7.6 KiB
Grabit Databse Connection Information Document
Specify a database instance that grabit will connect to fetch the metadata that helps SQLFlow make a more precise analysis and get a more accurate result of data lineage.
Databse Connection Information UI
Parameter Specification Of Connection Information
hostname
The IP of the database server that the grabit connects.
port
The port number of the database server that the grabit connect.
username
The database user used to login to the database.
password
The password of the database user.
note: the passwords can be encrypted using tools [Encrypted password](#Encrypted password), using encrypted passwords more secure.
privateKeyFile
Use a private key to connect, Only supports the snowflake.
privateKeyFilePwd
Generate the password for the private key, Only supports the snowflake.
database
The name of the database instance to which it is connected.

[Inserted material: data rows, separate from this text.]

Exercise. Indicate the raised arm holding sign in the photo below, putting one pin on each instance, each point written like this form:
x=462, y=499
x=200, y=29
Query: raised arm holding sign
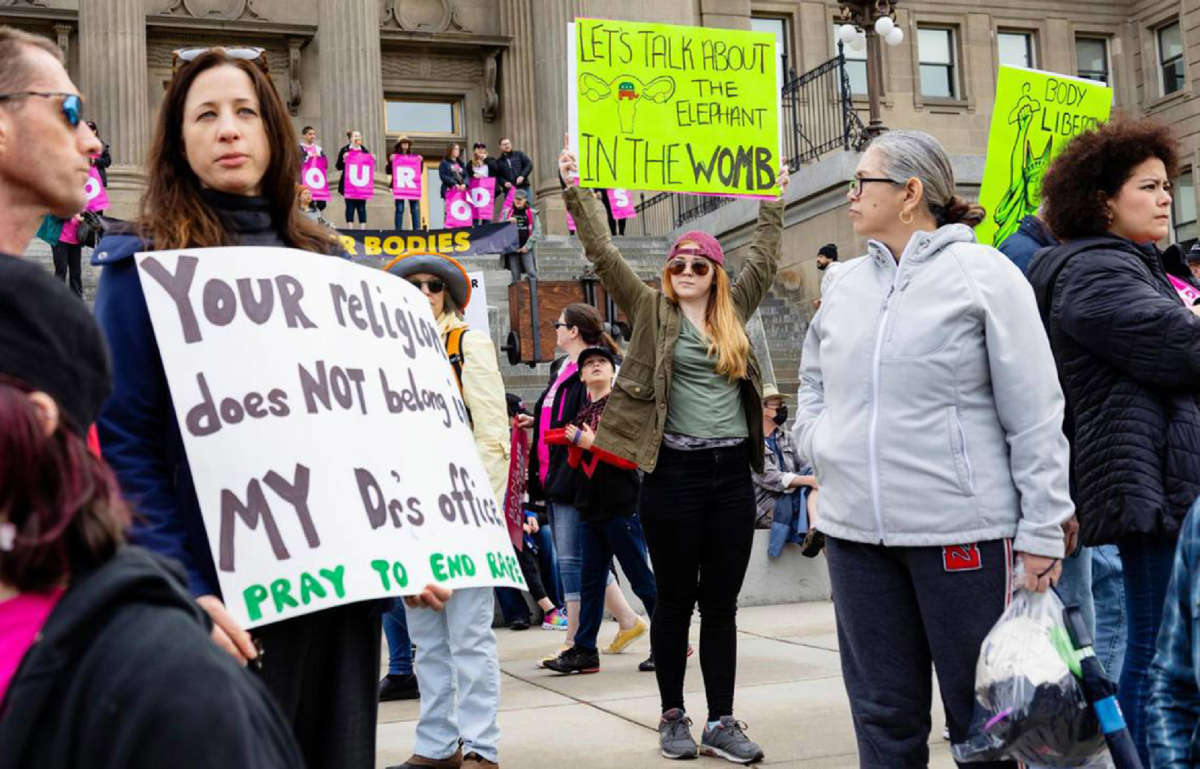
x=675, y=108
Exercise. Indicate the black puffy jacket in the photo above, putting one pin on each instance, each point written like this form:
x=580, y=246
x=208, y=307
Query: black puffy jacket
x=1128, y=355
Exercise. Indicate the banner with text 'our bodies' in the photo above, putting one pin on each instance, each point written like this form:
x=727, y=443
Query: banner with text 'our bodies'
x=331, y=452
x=1035, y=115
x=673, y=108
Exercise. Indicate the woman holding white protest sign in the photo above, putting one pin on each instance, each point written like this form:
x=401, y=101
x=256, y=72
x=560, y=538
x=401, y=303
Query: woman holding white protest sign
x=105, y=658
x=223, y=169
x=457, y=668
x=687, y=407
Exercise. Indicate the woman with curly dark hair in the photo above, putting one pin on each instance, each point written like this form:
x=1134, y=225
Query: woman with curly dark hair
x=1128, y=354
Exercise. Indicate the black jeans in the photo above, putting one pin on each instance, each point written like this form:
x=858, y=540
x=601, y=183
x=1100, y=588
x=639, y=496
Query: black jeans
x=697, y=509
x=353, y=206
x=901, y=611
x=414, y=209
x=67, y=265
x=323, y=670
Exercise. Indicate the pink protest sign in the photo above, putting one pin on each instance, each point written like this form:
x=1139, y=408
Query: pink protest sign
x=459, y=211
x=406, y=176
x=313, y=176
x=481, y=194
x=359, y=175
x=622, y=204
x=1187, y=293
x=97, y=197
x=507, y=208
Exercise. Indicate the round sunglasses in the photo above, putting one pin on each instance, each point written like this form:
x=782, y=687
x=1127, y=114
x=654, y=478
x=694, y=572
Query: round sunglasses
x=700, y=268
x=72, y=106
x=436, y=286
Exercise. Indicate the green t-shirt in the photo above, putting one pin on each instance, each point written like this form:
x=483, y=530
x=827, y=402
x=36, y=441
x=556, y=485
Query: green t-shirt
x=702, y=402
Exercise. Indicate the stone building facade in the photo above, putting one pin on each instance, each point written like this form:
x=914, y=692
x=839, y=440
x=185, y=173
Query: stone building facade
x=462, y=71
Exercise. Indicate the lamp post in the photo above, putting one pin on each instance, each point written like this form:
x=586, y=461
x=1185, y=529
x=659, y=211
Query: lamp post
x=864, y=24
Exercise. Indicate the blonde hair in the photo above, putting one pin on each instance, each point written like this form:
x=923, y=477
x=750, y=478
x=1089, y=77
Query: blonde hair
x=727, y=341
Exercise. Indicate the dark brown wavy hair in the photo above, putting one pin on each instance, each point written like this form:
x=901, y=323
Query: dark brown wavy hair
x=63, y=498
x=587, y=319
x=174, y=215
x=1092, y=168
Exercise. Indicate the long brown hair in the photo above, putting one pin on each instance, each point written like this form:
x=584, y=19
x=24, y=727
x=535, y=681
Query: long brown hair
x=727, y=341
x=591, y=325
x=173, y=214
x=61, y=498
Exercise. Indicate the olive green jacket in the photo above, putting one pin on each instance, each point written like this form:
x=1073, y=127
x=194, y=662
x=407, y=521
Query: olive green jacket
x=637, y=409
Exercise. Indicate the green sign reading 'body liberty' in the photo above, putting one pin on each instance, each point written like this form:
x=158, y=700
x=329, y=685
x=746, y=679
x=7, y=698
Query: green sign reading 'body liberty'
x=1036, y=114
x=673, y=108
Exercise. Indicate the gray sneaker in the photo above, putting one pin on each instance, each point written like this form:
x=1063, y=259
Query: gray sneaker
x=675, y=734
x=729, y=742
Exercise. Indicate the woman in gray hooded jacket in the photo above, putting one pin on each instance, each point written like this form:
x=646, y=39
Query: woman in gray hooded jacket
x=934, y=424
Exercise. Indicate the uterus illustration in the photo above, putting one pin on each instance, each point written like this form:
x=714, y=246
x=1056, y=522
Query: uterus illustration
x=627, y=91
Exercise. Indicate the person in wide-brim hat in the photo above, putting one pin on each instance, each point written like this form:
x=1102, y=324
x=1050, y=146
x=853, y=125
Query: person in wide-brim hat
x=466, y=626
x=417, y=268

For azure,greenplum,netezza,oracle,postgresql,redshift,teradata databases, it represents the database name and is required, For other databases, it is optional.
note: If this parameter is specified and the database to which it is connected is Azure, Greenplum, PostgreSQL, or Redshift, then only metadata under that library is extracted.
extractedDbsSchemas
List of databases and schemas to extract, separated by
commas, which are to be provided in the format database/schema;
Or blank to extract all databases.
database1/schema1,database2/schema2,database3 or database1.schema1,database2.schema2,database3
When parameter database is filled in, this parameter is considered a schema.
And support wildcard characters such as database1/*,*/schema,*/*.
When the connected databases are Oracle and Teradata, this parameter is set the schemas, for example:
extractedDbsSchemas: "HR,SH"
When the connected databases are Mysql , Sqlserver, Postgresql, Snowflake, Greenplum, Redshift, Netezza, Azure, this parameter is set database/schema, for example:
extractedDbsSchemas: "MY/ADMIN"
excludedDbsSchemas
This parameters works under the resultset filtered by extractedDbsSchemas.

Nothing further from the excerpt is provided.